In Sleidanus´Heimatstadt Schleiden ist sein Werk bis heute nicht in Vergessenheit geraten. Das Stadtarchiv Schleiden bewahrt eine kleine, 22 Bände umfassende Sammlung von Werken von und über Sleidanus, die zwischen 1555 und 1905 erschienen sind.
Auch die Reformationschronik von Sleidanus/Schadaeus in der Auflage von 1625 ist Teil dieser Sammlung. Der in Pergament eingebundene Band im Folioformat umfasst insgesamt ca. 2000 Seiten und ist mit zahlreichen Kupferstichporträts von Kaisern und Päpsten des 16. und frühen 17. Jahrhunderts ausgestattet.
Allerdings ließ der Erhaltungszustand des fast 400 Jahre alten historischen Drucks zu wünschen übrig. Die ersten Seiten des Buches mit dem Titelblatt und dem Porträt des Kaisers Ferdinand II. fehlen. Darüber hinaus war der Pergamenteinband verschmutzt und stark beschädigt. Der Buchrücken war im unteren Teil zum größten Teil abgerissen. Das Pergament auf den Buchdeckeln war teilweise eingerissen und wies Fehlstellen auf; auch hatte sich der Bezug an den Umschlägen weitgehend von den Deckeln gelöst. Durch seine Größe und sein Gewicht sowie aufgrund der fehlenden Stabilisierung durch den nur noch fragmentarisch erhaltenen Buchrücken war der Band darüber hinaus stark deformiert. Ein früherer Wasserschaden im unteren Rückenbereich hatte schließlich zu Schimmelbefall und infolgedessen bereits zum teilweisen Abbau des Papiers geführt.

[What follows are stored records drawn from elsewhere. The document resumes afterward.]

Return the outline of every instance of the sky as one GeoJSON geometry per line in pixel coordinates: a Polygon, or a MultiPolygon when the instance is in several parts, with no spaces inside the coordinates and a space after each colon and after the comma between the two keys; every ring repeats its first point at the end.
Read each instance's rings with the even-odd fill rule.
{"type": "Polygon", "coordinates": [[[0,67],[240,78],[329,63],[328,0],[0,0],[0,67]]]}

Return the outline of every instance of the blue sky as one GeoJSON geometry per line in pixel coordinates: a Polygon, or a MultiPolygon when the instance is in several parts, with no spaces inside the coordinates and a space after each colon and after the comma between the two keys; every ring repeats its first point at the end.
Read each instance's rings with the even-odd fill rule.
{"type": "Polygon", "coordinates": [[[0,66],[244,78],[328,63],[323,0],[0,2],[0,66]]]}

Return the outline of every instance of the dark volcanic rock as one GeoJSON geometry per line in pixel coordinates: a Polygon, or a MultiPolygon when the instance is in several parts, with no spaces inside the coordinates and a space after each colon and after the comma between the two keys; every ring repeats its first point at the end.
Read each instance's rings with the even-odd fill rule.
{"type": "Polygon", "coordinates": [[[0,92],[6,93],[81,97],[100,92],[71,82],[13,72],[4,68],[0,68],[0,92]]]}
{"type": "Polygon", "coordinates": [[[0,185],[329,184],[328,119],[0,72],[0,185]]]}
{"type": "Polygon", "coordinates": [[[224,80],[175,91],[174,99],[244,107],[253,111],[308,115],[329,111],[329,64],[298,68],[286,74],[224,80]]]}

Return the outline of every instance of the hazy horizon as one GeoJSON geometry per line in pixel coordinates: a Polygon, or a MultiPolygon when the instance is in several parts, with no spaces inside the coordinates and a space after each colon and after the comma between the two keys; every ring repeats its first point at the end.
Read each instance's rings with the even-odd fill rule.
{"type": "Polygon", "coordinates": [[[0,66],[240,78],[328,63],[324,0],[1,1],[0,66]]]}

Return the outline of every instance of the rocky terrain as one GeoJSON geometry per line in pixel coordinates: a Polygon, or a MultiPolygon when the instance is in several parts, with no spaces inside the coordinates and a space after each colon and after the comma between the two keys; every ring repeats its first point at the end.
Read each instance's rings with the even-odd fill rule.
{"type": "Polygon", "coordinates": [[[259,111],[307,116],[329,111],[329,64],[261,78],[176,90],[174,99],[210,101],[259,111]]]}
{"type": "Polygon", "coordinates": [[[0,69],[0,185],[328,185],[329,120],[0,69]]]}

Um die vorhandene Buchsubstanz zu sichern und weiteren Schäden vorzubeugen, ist der Band inzwischen von der Werkstatt für Papierrestaurierung im LVR-Archivberatungs- und Fortbildungszentrum (LVR-AFZ) sorgfältig gereinigt und restauriert worden. Alle Originalmaterialien, wie etwa die Pappdeckel und die Vorsätze, konnten wiederverwendet werden. Die Fehlstelle im Einband wurde durch angeglichenes Pergament ergänzt und ein fehlendes Kapital rekonstruiert. Anlässlich des 100-jährigen Jubiläums des Schleidener Rathauses hat Dr. Claudia Kauertz, Sachgebietsleiterin der Archivberatung im LVR-AFZ, das restaurierte Buch am 10. Mai 2015 dem Schleidener Bürgermeister Udo Meister übergeben.
Oseas Schadaeus, Joan. Sleidani Veri et Ad Nostra tempora usque continuati: Das ist, Warhafftige Beschreibung allerley fürnem[m]er Händel vnd Geschichten, so sich in Glau-bens vnd andern Weltlichen Sachen bey Regierung der […] Keyseren Caroli V., Ferdinandi I., Maximiliani II, Rudolphi II. vnd Matthias I. […] So wol inn- als ausserhalb deß H. Röm. Reichs Teutscher nation biß auff daß 1620. Jahr nach Christi Geburt begeben vnd zuge-tragen, Straßburg 1625. Bayerische Staatsbibliothek München, Signatur: 962311 Res/2 Eur. 84a-1/2 [Onlinefassung]; URL: http://www.mdz-nbn-resolving.de/urn/resolver.pl?urn=urn:nbn:de:bvb:12-bsb10866321-8
Alexandra Kess, Johann Sleidan and the Protestant vision of history, Aldershot 2008.
Ernst Martin, "Schadaeus, Oseas", in: Allgemeine Deutsche Biographie 30 (1890), S. 495. [Onlinefassung]; URL: http://www.deutsche-biographie.de/ppn124619614.html?anchor=adb.
Johannes Süßmann, "Sleidanus, Johann", in: Neue Deutsche Biographie 24 (2010), S. 499-500 [Onlinefassung]; URL: http://www.deutsche-biographie.de/ppn118748440.html.
Emile van der Vekene, Johann Sleidan, Bibliographie seiner gedruckten Werke und der von ihm übersetzten Schriften von Philippe de Comines, Jean Froissart und Claude de Seyssel; mit einem bibliographischen Anhang zur Sleidan-Forschung, Stuttgart 1996.